President Kais Saied, who has maintained that the central bank shouldn’t be a state within a state, has continuously criticised the action, which is the most recent that will destroy the bank’s independence.

The current dire state of public finances prompts the possible significant amendment to the central bank statute. The opposition has referred to Saied’s 2021 takeover of practically all power as a coup, and since then, the nation has been unable to obtain Western support. Saied ruled by decree.

If the bank law was not altered, 27 legislators issued a dire warning, stating that Tunisia would unavoidably go bankrupt.

They claimed that the state has suffered enormous losses, estimated at $36.6 billion, due to the present law passed in 2016 and prohibits the central bank from making direct bond purchases or loans to the public treasury.

Additionally, the measure suggests that the president must give his or her consent before the bank can make agreements with international supervisory bodies.

Saied said the central bank should lend directly to the state treasury rather than through expensive bank loans, rejecting the central bank’s independence last year.

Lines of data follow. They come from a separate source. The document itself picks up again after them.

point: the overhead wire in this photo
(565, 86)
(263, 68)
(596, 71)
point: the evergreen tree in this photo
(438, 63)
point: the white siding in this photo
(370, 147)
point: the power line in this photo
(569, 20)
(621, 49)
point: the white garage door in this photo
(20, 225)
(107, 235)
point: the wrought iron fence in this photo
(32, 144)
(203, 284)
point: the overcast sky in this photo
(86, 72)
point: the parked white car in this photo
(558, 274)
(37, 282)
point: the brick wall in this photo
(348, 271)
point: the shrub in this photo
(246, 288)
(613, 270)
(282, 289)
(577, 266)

To close a budget deficit, the administration requested in January that the central bank give the Treasury $2.25 billion in direct funding.

Marouan Abassi, the former governor of the central bank, has cautioned that purchasing Treasury bonds carries risks, such as increasing inflation and depreciating the value of the Tunisian pound. Saied replaced Abassi with Zouhair Nouri earlier this year.

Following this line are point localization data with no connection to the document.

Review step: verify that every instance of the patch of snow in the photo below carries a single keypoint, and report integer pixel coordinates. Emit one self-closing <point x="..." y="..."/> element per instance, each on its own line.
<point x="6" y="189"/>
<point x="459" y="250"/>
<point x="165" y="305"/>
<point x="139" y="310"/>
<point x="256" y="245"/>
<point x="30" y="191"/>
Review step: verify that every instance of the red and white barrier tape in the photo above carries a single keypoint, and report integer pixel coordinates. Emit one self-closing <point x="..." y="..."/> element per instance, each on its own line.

The central bank has had total authority over reserves, gold, and monetary policy since 2016. However, the proposed statute demonstrated that the central bank might modify exchange rates, gold-related operations, and interest rates after consulting with the government.

The bill permits the central bank to purchase government bonds from banks and lend directly to the government up to 3% of GDP for bonds that have maturities longer than five years.

According to financial sources, the action will probably open the door for a fresh government request that the central bank grant the government loans and direct facilities totalling up to $2.6 billion.